Springs officer surprised by honor

MATT STEINER Updated: February 19, 2013 at 12:00 am • Published: February 19, 2013

Colorado Springs police Officer Justin Keown attended an award ceremony Tuesday morning dressed in his civilian clothes.

After all, the DUI enforcement officer wasn’t scheduled to start work until 6 p.m. went to the Gold Hill substation at 8:30 a.m. to watch one of his colleagues receive the Ken Jordan Award.

Keown walked away from the ceremony a bit surprised after being chosen the winner of the award — named after a CSPD officer who died after being shot at a DUI traffic stop in December 2006.

“Winning it was not even an expectation,” Keown told reporters, noting that Ken Jordan was a friend of his and also a “great man.”

Tuesday marked the third time the officer had been nominated for the award handed out for “Excellence in DUI Enforcement.” Keown joined six other nominees recognized at the event.

The others nominees were Officer Paul Engebretson of the Fort Carson Police Department, Spc. Spencer Rozell of Fort Carson Military Police, Officer Sheyna Marshall and Sgt. Bryan Widner with the Fountain police and Colorado State troopers Nicholas Hazlett and JJ Wolff.

Colorado Springs police patrol supervisor Sgt. Mary Walsh nominated Keown for the award.

Walsh said Keown’s desire to share his knowledge about DUI enforcement is what set him apart from the other nominees.

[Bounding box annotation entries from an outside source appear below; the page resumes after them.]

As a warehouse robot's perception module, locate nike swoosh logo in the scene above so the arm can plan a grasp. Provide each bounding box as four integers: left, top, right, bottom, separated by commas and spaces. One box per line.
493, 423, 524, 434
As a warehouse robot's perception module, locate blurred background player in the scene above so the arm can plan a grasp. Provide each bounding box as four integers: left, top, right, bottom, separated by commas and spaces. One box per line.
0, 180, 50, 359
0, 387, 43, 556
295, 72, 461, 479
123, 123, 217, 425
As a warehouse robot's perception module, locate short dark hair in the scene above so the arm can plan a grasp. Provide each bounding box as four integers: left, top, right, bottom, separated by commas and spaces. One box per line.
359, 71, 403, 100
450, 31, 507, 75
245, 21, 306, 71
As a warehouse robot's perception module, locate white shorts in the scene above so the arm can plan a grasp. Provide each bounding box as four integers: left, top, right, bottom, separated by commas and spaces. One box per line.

“He focuses on educating others as well as on the enforcement aspect of his job,” Walsh said of the 4-year DUI patrol veteran.

Keown has become a police training officer in the area of DUI enforcement and has spoken to several school groups on the subject.

“The sooner we can educate young people about the dangers of drugs and drinking, that has an effect later in life,” Walsh said. “Even if we effect just one person, that’s well worth the effort.”

Keown said he “fell into” the role of DUI officer with the Colorado Springs department. He said he quickly developed a passion for that area of law enforcement and made 152 arrests in 2012.

“We prevent serious injury and deaths,” Keown said. “That is what drives me. I can help keep my family safe and help keep everybody’s family safe.”

Keown is the seventh recipient of the Ken Jordan Award first handed out at the end of 2006.

“I’m tickled pink,” he said with a smile. “It’s a true honor.”